Maine has a thing about natives. Anyone not born there is considered “from away,” even if carried in as an infant. But one of Maine’s great treasures that should resonate with native and stranger alike is the Penobscot Marine Museum, in Searsport. It is the state’s oldest maritime museum, founded in 1936 when a local man noticed that people were discarding the magnificent sculptural half-hull models used by shipbuilders. In a dozen historic structures crammed with artifacts, and set on three acres, the museum explores the growth of Maine’s sailing vessels, starting in the seventeenth century and going on well into the twentieth.

You already get a whiff of the character of the seafarers when you inhabit their homes that have been converted to inns, and the museum gives you another way to envision life at sea. There’s a hypnotic effect merely from gazing at a high wall filled with portraits of solemn faces representing 150 years of Searsport captains. Among the more informal family photos is one, blown up large, of Capt. William Blanchard and his clearly pregnant wife, Clara, hosting a party aboard the Electric Spark off the coast of Peru, in the 1870s.
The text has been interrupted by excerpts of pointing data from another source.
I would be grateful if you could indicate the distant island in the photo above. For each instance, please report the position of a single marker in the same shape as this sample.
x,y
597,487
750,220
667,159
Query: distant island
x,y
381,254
A group of half-hull models is a reminder of what started the museum. Delicately painted porcelain from the China trade tells of the riches that were gained in the maritime trade, and so does a handsomely furnished captain’s home. An exhibit on the rough-edged life of the working sailor posts the blunt rules a captain laid down in 1865: “No grog allowed and none to be put aboard by the crew; and no profane language allowed, nor any sheath knives permitted to be brought in or used on board.” Crews were only part of the problem. With rueful amiability, Lincoln Colcord sized up his Hong Kong trading partners: “They can handle Americans like children and rob us easily, leaving us with the opinion that we are smarter than they are, and that they like us as we do them. At all events I like them.”